Friendships come and go. Some last only as short as the hi, hello, goodbye we utter in response to some introduction made by a third party. Other friendships last a week, a month, a year and then end as if it never happened at all.  These friendships are readily forgotten for lack of reasons to last.  When next you chance to see them downtown, you don’t even remember the occasion, much less the name.

While most friendships go by that road, there are others that prove to be more memorable and enduring.

A long time friend was buried last week. She was a co-teacher I met oh so many years ago when I was a college student and she was new in the teaching profession.

After teaching in private schools for more than fifteen years I transferred to a government school, upon the advice of friends, where she, serendipitously, had already been teaching for some time.

We faced each other in the faculty room and because our tables were a whispering distance we found a lot of things to talk about during our free periods even if we differed in the disciplines we taught.  I taught English grammar and literature.  She taught Pilipino.

Unmarried with no close relatives in Zamboanga she made up for the lack by having a lot of friends.  I could not remember having known or heard of anyone in school disliking her for one reason or another.

Helen Gutierrez was a cheerful and generous person.  She was generous with her time.  She would lend a hand to anyone who needed help.  She was generous also with her resources.

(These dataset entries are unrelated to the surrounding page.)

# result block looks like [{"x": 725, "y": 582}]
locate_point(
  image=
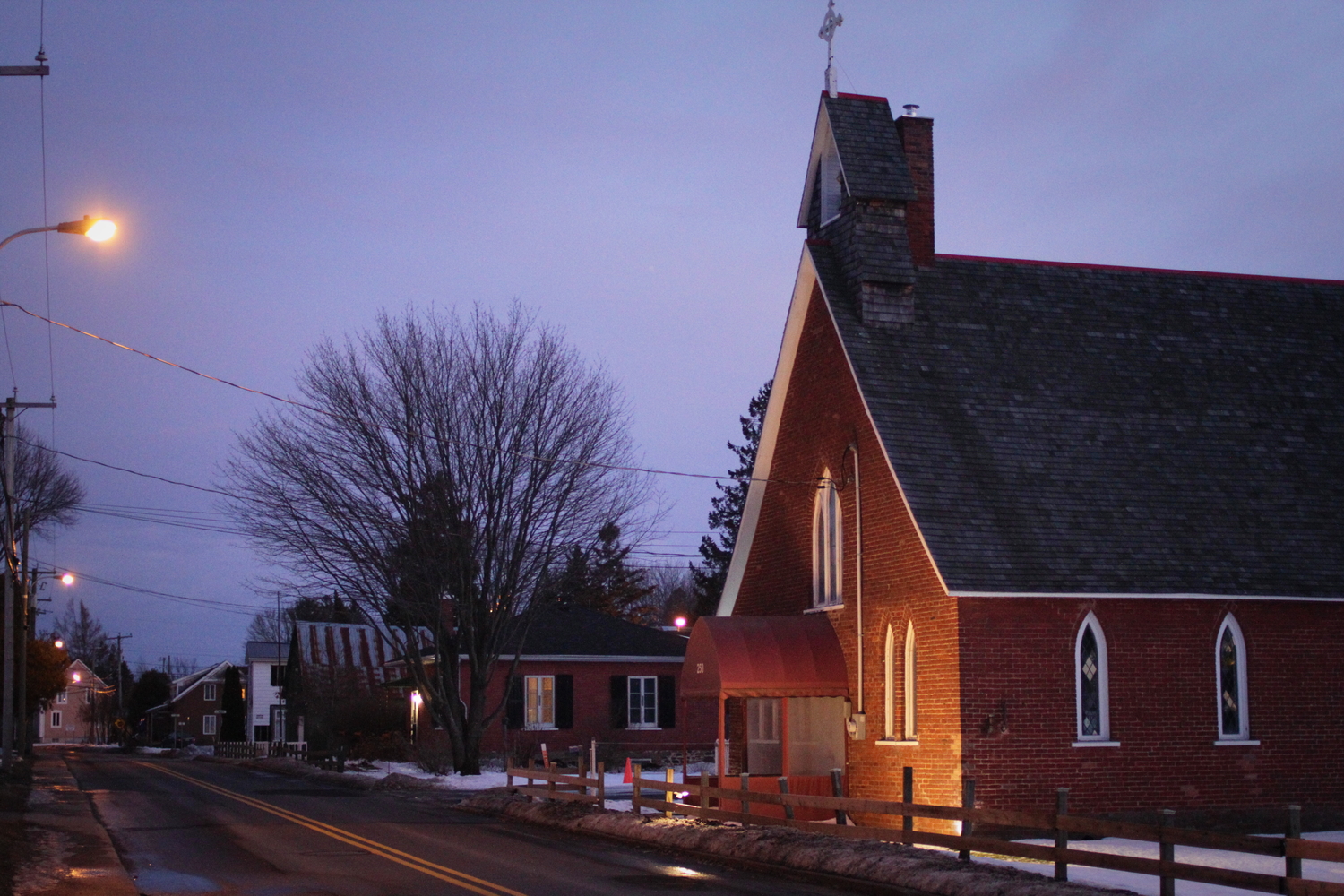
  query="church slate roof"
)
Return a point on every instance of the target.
[
  {"x": 868, "y": 147},
  {"x": 1077, "y": 429}
]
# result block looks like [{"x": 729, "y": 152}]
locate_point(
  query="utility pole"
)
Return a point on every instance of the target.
[{"x": 11, "y": 562}]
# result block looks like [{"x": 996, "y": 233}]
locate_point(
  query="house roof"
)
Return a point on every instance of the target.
[
  {"x": 1088, "y": 429},
  {"x": 266, "y": 650}
]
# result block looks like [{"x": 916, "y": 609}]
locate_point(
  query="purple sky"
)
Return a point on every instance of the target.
[{"x": 631, "y": 169}]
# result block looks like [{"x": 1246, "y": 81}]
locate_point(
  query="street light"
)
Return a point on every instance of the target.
[{"x": 96, "y": 228}]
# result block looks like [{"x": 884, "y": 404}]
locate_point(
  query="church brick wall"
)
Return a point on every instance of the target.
[
  {"x": 1018, "y": 697},
  {"x": 823, "y": 414}
]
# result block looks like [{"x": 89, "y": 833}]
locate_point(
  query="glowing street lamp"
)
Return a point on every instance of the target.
[{"x": 96, "y": 228}]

At Christmas she gave away gifts going around the houses of friends on Christmas Eve on a contracted tricycle.  Our friendship reached a point where I would often put a little paper bag on her table containing a sandwich, a big guava or several pieces of boiled or fried and sugared bananas.  Helen reveled in these like a little girl, more the thought than the food itself and I enjoyed seeing how happy she was with the little I could share.

One day, three months close to her retirement, I noticed a beautiful gold ring with sapphires on her finger.  I jokingly suggested I borrow it.  Without any second thought, she gave it and insisted I wear it.  I wore it proudly.

That weekend when I tried to return it she assured me there was no hurry to return it.  One day on her last week before retirement she called me to a corner and in soft tones told me I could keep the ring as a remembrance of our friendship. I couldn’t believe my ears.  I told her others might think I cheated her out of it especially when she had gone and I kept wearing it. To prevent that she told some of our friends that she was giving the ring to me.

Her retirement kept us out of touch. I suppose she had retreated to the quiet and humdrum life of the retiree, while I kept on with the business of surviving the odds until my retirement too, six years ago.  Two years later I left for Cambodia upon an invitation to teach at Norton University and travelled the rest of South East Asia on the side.  After two years, I came back.  Last year, some friends told me Helen was sick. I visited her soon as I could.  She was frail, shrivelled and bedridden because of diabetes.  She couldn’t even recognize me. I showed her the ring on my finger.  She pretended to understand but her eyes were blank.  I stopped trying.  It was all I could do to keep my tears back.  Her condition haunted me for many weeks. I prayed for a miracle that did not happen.

Helen was buried last week.  But the 22k gold ring is still on my finger and will always remind me of her.  Thank you, Helen, for having allowed me to be a part of your memorable and enduring friendship.